El arrepentido (The Repentant One) lacks linking motifs or common setting; repentance is not important, although most stories concern something regrettable: socioeconomic injustice, the civil war, terminal illness, suicide, deceit, poverty, children victimized by juvenile gangs, peer pressure, egotism, stereotyping, and false charity. The circus, traveling players, mountebanks, and the fascination of itinerant entertainers are frequent Matute motifs found here. Deliberate juxtapositions of opposites (life-death, joy-grief, lyricism-the grotesque) create ironic and artistic effect.

Tres y un sueño (Three [Tales] and One Dream), three independent novellas, examine the "dream" of childhood from the perspective of the child who grows up, one who dies, and one who refuses to grow up psychologically although maturing physically.

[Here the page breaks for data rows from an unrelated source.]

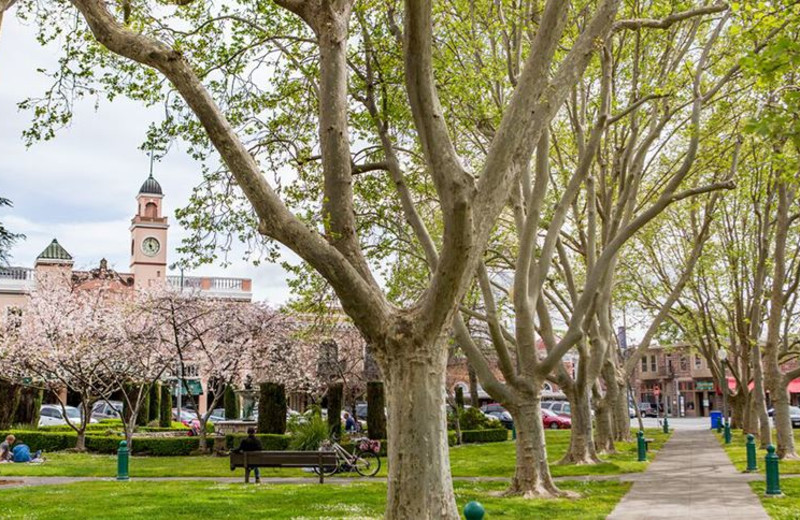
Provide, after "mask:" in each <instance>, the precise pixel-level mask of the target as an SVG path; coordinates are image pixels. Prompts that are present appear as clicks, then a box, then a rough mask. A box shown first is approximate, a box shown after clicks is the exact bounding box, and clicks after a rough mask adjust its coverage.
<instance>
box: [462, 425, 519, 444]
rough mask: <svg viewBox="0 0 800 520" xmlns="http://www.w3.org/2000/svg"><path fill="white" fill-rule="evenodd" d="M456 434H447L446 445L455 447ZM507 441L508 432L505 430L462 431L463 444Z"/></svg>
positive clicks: (470, 430) (498, 428) (502, 428)
mask: <svg viewBox="0 0 800 520" xmlns="http://www.w3.org/2000/svg"><path fill="white" fill-rule="evenodd" d="M456 440H457V438H456V432H454V431H449V432H447V443H448V444H449V445H450V446H455V445H456ZM507 440H508V430H507V429H505V428H492V429H490V430H462V431H461V442H463V443H464V444H472V443H479V442H480V443H483V442H504V441H507Z"/></svg>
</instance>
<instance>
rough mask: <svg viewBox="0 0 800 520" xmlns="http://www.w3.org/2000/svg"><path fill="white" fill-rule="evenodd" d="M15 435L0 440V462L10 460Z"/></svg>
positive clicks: (12, 455)
mask: <svg viewBox="0 0 800 520" xmlns="http://www.w3.org/2000/svg"><path fill="white" fill-rule="evenodd" d="M16 440H17V439H16V437H14V436H13V435H9V436H8V437H6V440H4V441H3V442H0V462H11V461H12V459H13V455H12V454H11V446H13V445H14V441H16Z"/></svg>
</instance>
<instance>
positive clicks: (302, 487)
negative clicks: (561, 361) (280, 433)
mask: <svg viewBox="0 0 800 520" xmlns="http://www.w3.org/2000/svg"><path fill="white" fill-rule="evenodd" d="M561 487H562V488H564V489H568V490H571V491H574V492H577V493H580V495H581V498H578V499H569V500H568V499H558V500H524V499H521V498H500V497H495V496H491V495H490V493H496V492H498V491H501V490H502V489H503V488H504V484H503V483H502V482H493V483H465V482H459V483H456V485H455V490H456V497H457V500H458V505H459V509H461V508H463V507H464V505H465V504H466V503H467V502H469V501H470V500H478V501H480V502H481V503H482V504H483V505H484V507H485V508H486V511H487V515H486V516H487V518H492V519H494V518H509V519H512V518H513V519H521V518H551V519H568V518H569V519H575V518H580V519H582V520H589V519H598V520H599V519H602V518H605V517H606V516H607V515H608V514H609V513H610V512H611V510H612V509H613V508H614V506H615V505H616V503H617V502H619V500H620V499H621V498H622V496H623V495H624V494H625V493H626V492H627V491H628V489H629V487H630V484H629V483H622V482H613V481H603V482H569V483H564V484H563V486H561ZM0 497H2V499H0V519H12V518H13V519H18V518H25V519H26V520H35V519H51V518H53V519H54V518H103V519H105V520H136V519H148V520H149V519H152V518H171V519H176V520H177V519H192V520H194V519H196V518H226V519H251V518H269V519H270V520H278V519H293V520H303V519H319V518H325V519H342V518H348V519H359V520H367V519H373V518H374V519H379V518H382V517H383V509H384V506H385V503H386V486H385V484H383V483H379V482H376V483H354V484H350V485H318V484H303V485H260V486H256V485H249V486H245V485H243V484H212V483H208V482H196V481H195V482H191V481H181V482H143V481H139V482H113V481H112V482H79V483H74V484H66V485H59V486H44V487H33V488H19V489H8V490H2V491H0Z"/></svg>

The unreal atmosphere evokes the world of fairy tales and fantasy, suggesting reason is incompatible with the magical childhood world.

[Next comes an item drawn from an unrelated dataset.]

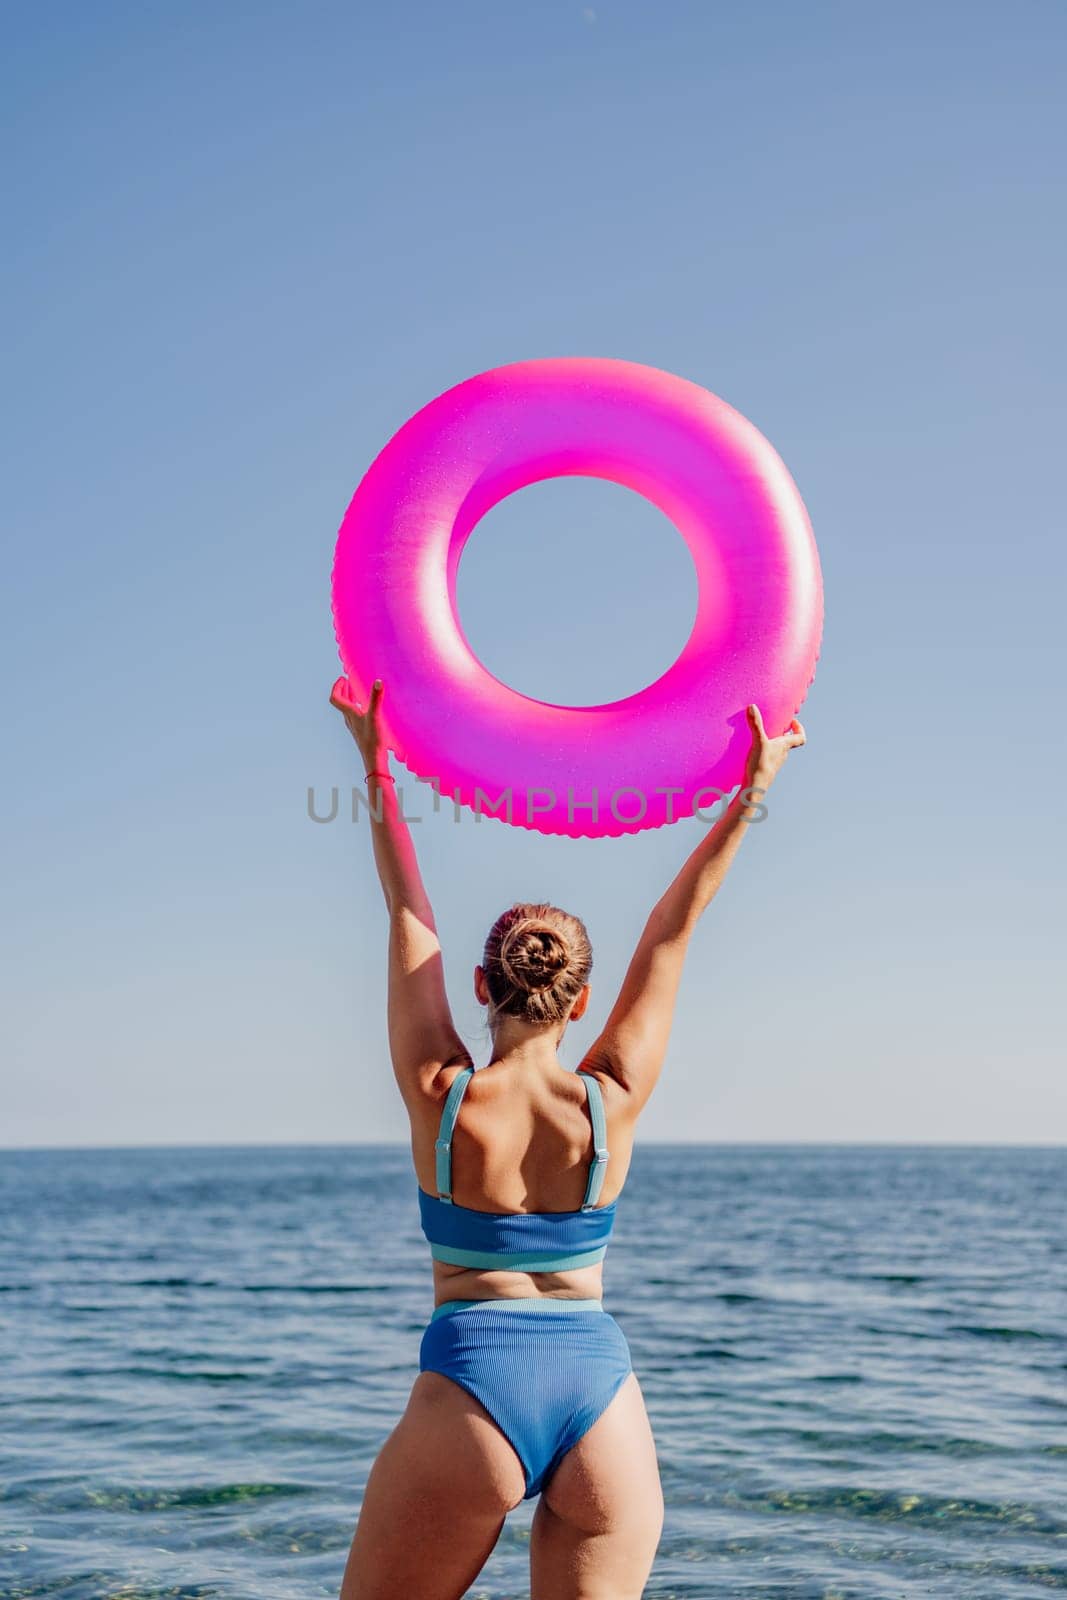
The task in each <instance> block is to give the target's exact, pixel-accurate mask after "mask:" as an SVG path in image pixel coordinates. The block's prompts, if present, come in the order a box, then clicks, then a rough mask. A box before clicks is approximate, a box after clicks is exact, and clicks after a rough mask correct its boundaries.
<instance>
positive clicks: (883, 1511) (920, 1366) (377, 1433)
mask: <svg viewBox="0 0 1067 1600" xmlns="http://www.w3.org/2000/svg"><path fill="white" fill-rule="evenodd" d="M605 1306H606V1309H608V1310H611V1312H613V1315H614V1317H616V1320H617V1322H619V1325H621V1328H622V1331H624V1333H625V1336H627V1341H629V1344H630V1352H632V1357H633V1368H635V1371H637V1374H638V1378H640V1382H641V1389H643V1392H645V1402H646V1406H648V1413H649V1418H651V1424H653V1432H654V1437H656V1448H657V1456H659V1466H661V1477H662V1486H664V1498H665V1525H664V1533H662V1541H661V1546H659V1552H657V1555H656V1563H654V1568H653V1574H651V1578H649V1581H648V1586H646V1589H645V1597H646V1600H720V1597H721V1600H726V1597H729V1600H742V1597H745V1600H747V1597H752V1600H757V1597H758V1600H920V1597H921V1600H942V1597H944V1600H963V1597H982V1600H1016V1597H1019V1600H1022V1597H1037V1595H1040V1594H1046V1592H1061V1590H1062V1592H1067V1150H1064V1149H1006V1147H1001V1149H969V1147H968V1149H934V1147H841V1146H835V1147H825V1149H821V1147H782V1146H776V1147H742V1146H710V1144H709V1146H699V1144H678V1146H669V1144H645V1146H641V1144H638V1147H637V1152H635V1155H633V1163H632V1166H630V1174H629V1179H627V1186H625V1190H624V1194H622V1197H621V1202H619V1211H617V1221H616V1232H614V1238H613V1245H611V1248H609V1251H608V1259H606V1264H605ZM430 1309H432V1290H430V1269H429V1256H427V1248H426V1243H424V1240H422V1237H421V1234H419V1226H418V1205H416V1182H414V1174H413V1170H411V1158H410V1152H408V1149H406V1146H344V1147H342V1146H338V1147H262V1149H248V1147H242V1149H221V1147H198V1149H170V1147H168V1149H123V1150H19V1152H0V1595H3V1597H5V1600H16V1597H18V1600H29V1597H45V1595H62V1597H64V1600H106V1597H107V1600H118V1597H122V1600H163V1597H174V1600H178V1597H182V1600H208V1597H226V1600H312V1597H318V1595H334V1597H336V1595H338V1590H339V1584H341V1573H342V1568H344V1562H346V1555H347V1549H349V1542H350V1538H352V1531H354V1526H355V1520H357V1515H358V1509H360V1496H362V1491H363V1486H365V1482H366V1475H368V1472H370V1467H371V1464H373V1461H374V1456H376V1454H378V1451H379V1448H381V1445H382V1443H384V1440H386V1437H387V1435H389V1432H390V1429H392V1427H394V1424H395V1422H397V1419H398V1416H400V1413H402V1410H403V1406H405V1403H406V1397H408V1392H410V1389H411V1384H413V1381H414V1376H416V1373H418V1350H419V1338H421V1333H422V1328H424V1325H426V1322H427V1318H429V1314H430ZM533 1507H534V1502H533V1501H526V1502H523V1504H522V1506H520V1507H518V1509H517V1510H515V1512H512V1515H510V1517H509V1518H507V1522H506V1525H504V1530H502V1533H501V1538H499V1542H498V1546H496V1549H494V1550H493V1555H491V1557H490V1560H488V1563H486V1566H485V1568H483V1571H482V1574H480V1578H478V1579H477V1581H475V1584H474V1586H472V1589H470V1590H469V1595H470V1597H472V1600H520V1597H523V1600H526V1597H528V1594H530V1582H528V1542H530V1520H531V1517H533ZM398 1600H405V1597H398Z"/></svg>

Algunos muchachos y otros cuentos (The Heliotrope Wall and Other Stories) features new elements making this collection a milestone in Matute's evolution. Each tale highlights an epigraph, an enigmatic commentary on what follows. Most narrate a crime (usually murder or arson) motivated by hate, envy, or mixed emotions, recreated lyrically, vaguely, and allusively, barely hinting at violence. Emotional background and climate, motivation, and characters' situation are nebulous, slightly out-of-focus, requiring a sophisticated reader. Fantastic and supernatural touches combine with realistic settings and down-to-earth personalities or characters of mythic dimensions. Fragmentary technique and hallucinatory narrative suggest nightmares or drug-induced hallucination, constituting puzzles readers must reconstruct. Fantasy and social preoccupations, two extremes of Matute's writing, combine with familiar themes and heightened technical mastery in this most significant collection.